Aufmerksame Barkeeper im gestärkten Hemd mit Fliege. Die Mienen der männlichen
Gäste zwischen munter und verdrossen. Die Mädchen trugen Schwarz. Sie hatten
kunstvoll zerzauste, abstehende Haare, blasse Gesichter über zu großen
Lederjacken und schwere Schuhe an den Füßen. Selbst die anmutigsten Beine
wirkten in diesen Tretern klobig. Warum waren sie nicht in ihren Skiklamotten geblieben?
    Am anderen Ende der Bar versuchte ein erkennbar osteuropäisches Paar
bei einem Barmann zu bestellen, der vor ihnen stand und das beliebte
Skihüttenspiel des totalen Nichtverstehens aufführte.
    »Skosch!« Der Mann hielt zwei Finger hoch. »Skosch!«
    »Wie?«
    »Skosch!«
    Der Barkeeper zuckte mit den Schultern. »I versteh di net.«
    Der Mann nahm die Getränkekarte in die Hand, blätterte Seite fünf
her und presste den Zeigefinger auf die Mitte.
    »Skosch!«
    »Aha. Whisky.«
    »Äà, Äà. Whisky. Skosch Whisky.«
    Erleichtertes Nicken, während sich der Barkeeper schlängelnd seinen
Weg durch die Menschenmenge suchte.
    Hadi folgte ihm mit den Augen. An einer Person – weiblich, fröhlich,
extravagant – blieben sie haften. Sie stand in einer Gruppe junger Leute und
hielt ein Glas in der Hand.
    Wie elektrisiert sprang er vom Hocker.

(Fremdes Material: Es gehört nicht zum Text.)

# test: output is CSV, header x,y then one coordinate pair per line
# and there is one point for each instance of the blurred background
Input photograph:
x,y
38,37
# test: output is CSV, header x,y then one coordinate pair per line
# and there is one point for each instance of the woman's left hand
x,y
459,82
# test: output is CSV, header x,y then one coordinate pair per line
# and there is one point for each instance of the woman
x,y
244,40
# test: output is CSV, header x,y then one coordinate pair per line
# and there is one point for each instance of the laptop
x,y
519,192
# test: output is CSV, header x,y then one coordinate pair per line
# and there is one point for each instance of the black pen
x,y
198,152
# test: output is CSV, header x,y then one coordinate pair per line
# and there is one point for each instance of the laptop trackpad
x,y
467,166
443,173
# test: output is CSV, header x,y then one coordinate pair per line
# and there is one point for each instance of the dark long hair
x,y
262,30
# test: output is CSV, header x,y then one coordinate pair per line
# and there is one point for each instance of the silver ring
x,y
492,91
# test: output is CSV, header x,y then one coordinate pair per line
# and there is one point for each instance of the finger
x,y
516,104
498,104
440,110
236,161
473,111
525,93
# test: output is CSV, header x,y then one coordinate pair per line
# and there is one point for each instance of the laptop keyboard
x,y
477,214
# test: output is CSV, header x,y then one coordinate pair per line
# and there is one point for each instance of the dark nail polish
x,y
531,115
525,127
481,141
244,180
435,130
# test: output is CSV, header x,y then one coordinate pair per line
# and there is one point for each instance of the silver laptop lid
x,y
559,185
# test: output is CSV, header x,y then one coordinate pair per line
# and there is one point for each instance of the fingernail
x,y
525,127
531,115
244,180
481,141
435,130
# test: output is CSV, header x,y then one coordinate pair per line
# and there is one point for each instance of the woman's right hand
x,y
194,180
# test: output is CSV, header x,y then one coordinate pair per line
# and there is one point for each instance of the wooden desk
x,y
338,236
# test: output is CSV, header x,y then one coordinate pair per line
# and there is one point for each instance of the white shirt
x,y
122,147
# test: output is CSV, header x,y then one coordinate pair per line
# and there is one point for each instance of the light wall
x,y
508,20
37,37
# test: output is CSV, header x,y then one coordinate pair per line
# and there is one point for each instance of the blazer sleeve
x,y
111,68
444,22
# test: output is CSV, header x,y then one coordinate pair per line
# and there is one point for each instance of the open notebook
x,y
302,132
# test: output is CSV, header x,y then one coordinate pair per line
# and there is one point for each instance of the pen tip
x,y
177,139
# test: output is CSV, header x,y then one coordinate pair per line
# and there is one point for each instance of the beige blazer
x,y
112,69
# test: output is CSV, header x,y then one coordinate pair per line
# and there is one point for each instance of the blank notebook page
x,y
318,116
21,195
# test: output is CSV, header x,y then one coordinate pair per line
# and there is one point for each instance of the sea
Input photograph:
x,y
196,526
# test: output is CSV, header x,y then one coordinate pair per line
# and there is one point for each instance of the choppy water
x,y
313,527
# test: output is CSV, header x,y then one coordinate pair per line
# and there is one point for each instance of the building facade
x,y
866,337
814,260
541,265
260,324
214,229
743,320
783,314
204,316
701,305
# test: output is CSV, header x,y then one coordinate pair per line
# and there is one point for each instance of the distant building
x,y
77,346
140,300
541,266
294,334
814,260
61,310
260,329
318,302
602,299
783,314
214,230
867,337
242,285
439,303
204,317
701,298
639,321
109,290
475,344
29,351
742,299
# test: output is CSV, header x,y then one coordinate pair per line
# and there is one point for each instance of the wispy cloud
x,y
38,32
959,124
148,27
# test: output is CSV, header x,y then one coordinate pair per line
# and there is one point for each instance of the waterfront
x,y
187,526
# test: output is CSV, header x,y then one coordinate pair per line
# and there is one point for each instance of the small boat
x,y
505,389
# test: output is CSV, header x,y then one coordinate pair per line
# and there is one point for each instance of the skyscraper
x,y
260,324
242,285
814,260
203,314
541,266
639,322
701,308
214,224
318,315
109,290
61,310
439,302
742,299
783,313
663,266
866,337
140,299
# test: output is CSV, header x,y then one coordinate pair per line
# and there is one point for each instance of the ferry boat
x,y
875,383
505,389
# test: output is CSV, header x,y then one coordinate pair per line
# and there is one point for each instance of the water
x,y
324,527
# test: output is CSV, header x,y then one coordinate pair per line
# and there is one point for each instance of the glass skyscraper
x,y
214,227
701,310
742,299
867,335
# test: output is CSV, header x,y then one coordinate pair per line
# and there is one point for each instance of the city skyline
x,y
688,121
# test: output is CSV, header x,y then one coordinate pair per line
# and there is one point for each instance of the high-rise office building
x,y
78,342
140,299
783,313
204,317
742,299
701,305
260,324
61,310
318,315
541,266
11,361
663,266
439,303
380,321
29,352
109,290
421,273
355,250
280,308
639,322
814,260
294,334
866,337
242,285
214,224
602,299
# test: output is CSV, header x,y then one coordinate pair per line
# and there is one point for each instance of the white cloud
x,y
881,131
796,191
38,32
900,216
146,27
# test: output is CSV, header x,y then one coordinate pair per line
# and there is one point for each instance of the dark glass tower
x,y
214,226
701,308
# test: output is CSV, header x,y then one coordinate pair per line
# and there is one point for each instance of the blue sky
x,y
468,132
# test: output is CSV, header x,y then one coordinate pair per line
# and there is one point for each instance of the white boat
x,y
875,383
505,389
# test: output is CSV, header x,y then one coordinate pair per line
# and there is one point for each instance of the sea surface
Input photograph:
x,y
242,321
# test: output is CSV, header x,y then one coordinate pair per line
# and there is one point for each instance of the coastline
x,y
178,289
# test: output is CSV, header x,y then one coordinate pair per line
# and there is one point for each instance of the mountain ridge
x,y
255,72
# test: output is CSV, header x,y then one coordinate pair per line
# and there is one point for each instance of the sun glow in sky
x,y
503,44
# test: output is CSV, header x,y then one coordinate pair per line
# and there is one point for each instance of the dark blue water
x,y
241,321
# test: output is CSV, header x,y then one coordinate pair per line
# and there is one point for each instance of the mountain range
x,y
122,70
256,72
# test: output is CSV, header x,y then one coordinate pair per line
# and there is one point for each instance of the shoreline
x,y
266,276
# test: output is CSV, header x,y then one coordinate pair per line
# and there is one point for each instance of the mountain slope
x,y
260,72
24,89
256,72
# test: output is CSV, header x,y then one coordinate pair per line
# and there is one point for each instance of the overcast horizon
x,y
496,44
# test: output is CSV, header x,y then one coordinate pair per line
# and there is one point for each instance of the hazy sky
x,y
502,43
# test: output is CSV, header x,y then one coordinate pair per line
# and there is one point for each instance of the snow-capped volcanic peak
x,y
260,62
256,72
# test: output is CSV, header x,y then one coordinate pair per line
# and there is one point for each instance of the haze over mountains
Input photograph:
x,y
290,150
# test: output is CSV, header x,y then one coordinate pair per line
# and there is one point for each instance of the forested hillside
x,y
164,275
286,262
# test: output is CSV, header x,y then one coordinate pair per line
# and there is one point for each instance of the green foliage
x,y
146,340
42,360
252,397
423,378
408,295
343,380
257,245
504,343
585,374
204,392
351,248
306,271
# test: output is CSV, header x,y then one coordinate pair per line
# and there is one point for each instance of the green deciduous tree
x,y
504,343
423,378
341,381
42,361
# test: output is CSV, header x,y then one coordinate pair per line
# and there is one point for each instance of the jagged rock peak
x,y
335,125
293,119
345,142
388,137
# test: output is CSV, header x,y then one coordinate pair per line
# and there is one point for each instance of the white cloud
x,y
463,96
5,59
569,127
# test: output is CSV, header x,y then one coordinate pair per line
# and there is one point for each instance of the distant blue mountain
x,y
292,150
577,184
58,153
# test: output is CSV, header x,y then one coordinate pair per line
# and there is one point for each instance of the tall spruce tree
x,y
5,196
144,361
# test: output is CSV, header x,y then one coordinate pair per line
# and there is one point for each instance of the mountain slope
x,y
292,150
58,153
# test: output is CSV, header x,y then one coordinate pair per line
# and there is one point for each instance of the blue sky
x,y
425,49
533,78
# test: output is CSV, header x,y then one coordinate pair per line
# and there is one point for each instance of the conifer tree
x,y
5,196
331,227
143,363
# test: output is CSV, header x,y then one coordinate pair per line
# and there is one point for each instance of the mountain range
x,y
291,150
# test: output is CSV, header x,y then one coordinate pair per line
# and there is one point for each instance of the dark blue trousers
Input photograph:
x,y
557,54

    Da hatte sie ihn schon längst erkannt. Wie einem alten Bekannten,
besser: Wie einem guten Freund, winkte sie ihm und hauchte ihm einen Kuss von
der Handfläche zu.
    Was sollte er tun? Er war hier, um ein Gute-Nacht-Bier zu trinken,
nicht um zu feiern. Er war unschlüssig.
    Da löste sie sich aus ihrer Gruppe und kam mit offenen Armen auf ihn
zu. Kleine, perlige Zähne, bunt gestreifter Missoni-Pulli, lange Beine in engen
Jeans, die Füße steckten in blutroten Pantoletten.
    »Hadi!«, rief sie ihn beim Namen. »Hadi Yohl! Deshalb kamst du mir
gleich so bekannt vor. Hadi Yohl, der berühmte Kriminalschriftsteller. Und
ausgerechnet dich fahre ich über den Haufen!«
    Sie legte ihm die Arme um den Nacken und küsste ihn feucht auf die
Wange.
    »Hallo, Polín«, sagte er leise. Er war hingerissen. »Was tust du
hier im Hotel?«
    Sie lachte ihn an und wickelte sich eine weiche Locke um den Finger.
Wunderbares Platinhaar, entblößter, porzellanweißer Hals, aufgeworfene
Unterlippe, sanfter Atem, ein zarter Duft nach weißem Flieder.
    Die rote Sonne der Begierde machte sich in ihm breit.
    »Ich wohne hier«, sagte sie.
    »Hier im Hotel?« Inzwischen hatte er sein zweites Bier in Arbeit. Er
trank es in einem Zug leer und war kurz davor, sich vor Aufregung zu verschlucken.